Another recurring theme was the inclination of those who turned up to plead guilty to the criminal charges leveled against them, often the charge of being a member of the Gülen movement, voluntarily signing self-incriminating statements immediately upon arrival to the police stations.
Witness testimonies typically play a central role in Gülen-related trials, where such denunciations are regularly interpreted by courts as essential evidence of membership in the group. This is arguably linked to the fact that, since the abortive coup, numerous allegations of torture in police custody have emerged. The UN’s rapporteur on torture, Mr. Nils Melzer, reported in February 2018 that allegedly Gülen-linked detainees were being subjected to brutal interrogation techniques aimed at extracting forced confessions.

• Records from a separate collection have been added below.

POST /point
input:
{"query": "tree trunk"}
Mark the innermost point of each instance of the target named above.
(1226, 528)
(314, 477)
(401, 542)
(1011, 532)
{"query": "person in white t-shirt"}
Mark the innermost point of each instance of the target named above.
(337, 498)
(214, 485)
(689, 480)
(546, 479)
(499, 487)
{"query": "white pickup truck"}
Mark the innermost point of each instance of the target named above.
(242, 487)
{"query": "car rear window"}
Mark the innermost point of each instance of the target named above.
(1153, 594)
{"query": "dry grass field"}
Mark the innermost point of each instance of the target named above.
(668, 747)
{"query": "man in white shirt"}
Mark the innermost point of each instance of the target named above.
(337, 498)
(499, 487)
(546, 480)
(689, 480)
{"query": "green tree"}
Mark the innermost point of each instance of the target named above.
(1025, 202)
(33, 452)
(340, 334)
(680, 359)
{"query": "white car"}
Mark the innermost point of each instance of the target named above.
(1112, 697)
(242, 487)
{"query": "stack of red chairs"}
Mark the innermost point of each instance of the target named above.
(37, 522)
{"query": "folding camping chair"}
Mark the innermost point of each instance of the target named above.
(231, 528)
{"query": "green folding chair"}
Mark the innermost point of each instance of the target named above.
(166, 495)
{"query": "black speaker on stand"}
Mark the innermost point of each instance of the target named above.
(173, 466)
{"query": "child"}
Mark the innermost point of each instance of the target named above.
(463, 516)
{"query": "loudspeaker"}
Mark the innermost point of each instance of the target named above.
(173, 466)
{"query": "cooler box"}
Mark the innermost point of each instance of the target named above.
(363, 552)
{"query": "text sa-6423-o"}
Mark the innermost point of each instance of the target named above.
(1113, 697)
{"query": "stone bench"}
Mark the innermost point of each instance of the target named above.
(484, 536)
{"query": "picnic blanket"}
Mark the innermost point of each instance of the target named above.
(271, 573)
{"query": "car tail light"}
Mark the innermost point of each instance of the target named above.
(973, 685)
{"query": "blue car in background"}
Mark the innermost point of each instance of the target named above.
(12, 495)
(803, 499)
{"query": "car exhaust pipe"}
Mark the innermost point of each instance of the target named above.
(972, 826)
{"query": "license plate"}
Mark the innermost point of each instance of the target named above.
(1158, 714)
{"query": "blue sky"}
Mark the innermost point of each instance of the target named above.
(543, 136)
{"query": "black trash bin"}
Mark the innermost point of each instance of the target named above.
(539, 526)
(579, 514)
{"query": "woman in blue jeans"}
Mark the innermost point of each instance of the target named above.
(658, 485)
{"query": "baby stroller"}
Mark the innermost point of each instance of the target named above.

Abduction allegations strongly suggest that the use of torture to coerce detainees to incriminate themselves and others is not limited to official detention centers, and that they also occur at secret detention sites on which the German Correctiv newsroom made a hard-hitting investigative report in 2018.
Turkey has never ensured accountability for those who disappeared in the 80s and 90s. That is why, after countless government changes, the authorities are still trying to silence the Saturday Mothers. Now, in the same dreary pattern of continuity, people at the crosshairs of the government continue to vanish in thin air.
While enforced disappearances are an unfortunate reality of our times, affecting a wide range of countries from Bangladesh to Mexico, it is particularly disgraceful that it keeps being perpetrated with impunity in a country with which the European Union cooperates so closely on a daily basis.